Factors like internet connectivity and the success of virtual events will certainly affect public preferences, as cities that adjusted well to the online landscape are better suited to continue relying on it. While Bronson anticipates that his Grover Beach community will largely prefer returning to in-person events, other local leaders are expecting something a bit different. In Thousand Oaks, for instance, City Manager Andrew Powers believes that residents have been pleased with the city’s virtual engagement efforts throughout the pandemic.

“I think we are never going back [to exclusively in-person meetings]; there will always be a hybrid high-tech approach to citizen engagement,” said Powers. “Through the course of this year, we have seen 30 percent more public participation and that is a good thing—it’s people paying attention to what is going on.”

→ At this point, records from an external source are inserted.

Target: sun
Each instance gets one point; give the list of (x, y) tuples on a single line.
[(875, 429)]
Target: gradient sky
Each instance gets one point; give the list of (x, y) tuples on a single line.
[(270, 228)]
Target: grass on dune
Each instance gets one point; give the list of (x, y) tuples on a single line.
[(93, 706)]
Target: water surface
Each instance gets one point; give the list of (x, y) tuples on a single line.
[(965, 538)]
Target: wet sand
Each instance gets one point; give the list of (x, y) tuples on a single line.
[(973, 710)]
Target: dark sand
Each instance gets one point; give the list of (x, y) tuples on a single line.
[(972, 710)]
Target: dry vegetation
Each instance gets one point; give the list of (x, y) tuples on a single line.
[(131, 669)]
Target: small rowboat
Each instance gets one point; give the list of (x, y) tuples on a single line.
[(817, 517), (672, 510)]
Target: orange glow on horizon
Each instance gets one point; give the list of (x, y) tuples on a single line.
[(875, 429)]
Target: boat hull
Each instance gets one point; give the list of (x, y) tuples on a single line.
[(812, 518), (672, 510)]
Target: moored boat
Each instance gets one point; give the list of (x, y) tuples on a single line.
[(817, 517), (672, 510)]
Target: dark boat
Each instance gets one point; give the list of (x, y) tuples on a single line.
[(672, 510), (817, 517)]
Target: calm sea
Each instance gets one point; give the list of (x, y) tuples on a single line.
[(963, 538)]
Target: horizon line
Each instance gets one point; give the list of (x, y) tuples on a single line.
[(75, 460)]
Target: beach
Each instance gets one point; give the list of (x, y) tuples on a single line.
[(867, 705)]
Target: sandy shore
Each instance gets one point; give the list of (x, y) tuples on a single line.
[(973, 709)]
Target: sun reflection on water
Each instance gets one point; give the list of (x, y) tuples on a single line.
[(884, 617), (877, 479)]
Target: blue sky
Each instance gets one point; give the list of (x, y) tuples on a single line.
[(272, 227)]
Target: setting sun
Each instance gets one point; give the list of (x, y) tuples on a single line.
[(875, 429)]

What Bronson and Powers both understand is that what makes sense for one city may not be ideal for another. The task for local officials is to understand their particular community landscape through effective engagement designed to build relationships with residents. For many places, however, it appears that virtual communication and events are likely to remain to some degree as the technological capacity allows for new and improved efforts.

Digital Boost for Democracy

In another example, in San Diego several civic organizations have come together to encourage the county’s various governmental institutions to incorporate a text notification system for residents looking to comment during public meetings. The proposal is called “Boost Democracy,” with the goal of allowing community members to be involved in meetings without taking several hours out of their day to only participate for a few minutes. San Diego Unified School District adapted the text system for their most recent meeting, with other local boards also considering doing so in the near future. This development will help increase public participation in local government, while also allowing officials to be better informed about the perspectives of their constituents.

As Grover Beach, Thousand Oaks, and San Diego continue to navigate post-pandemic governance and reopening, community members should feel empowered to play a role in the present and future of their communities. Policy begins with people and the increased participation will not only lead to informed decisions that advance the public good, but will also bring communities together as we return to normal—which is, after all, ours to define.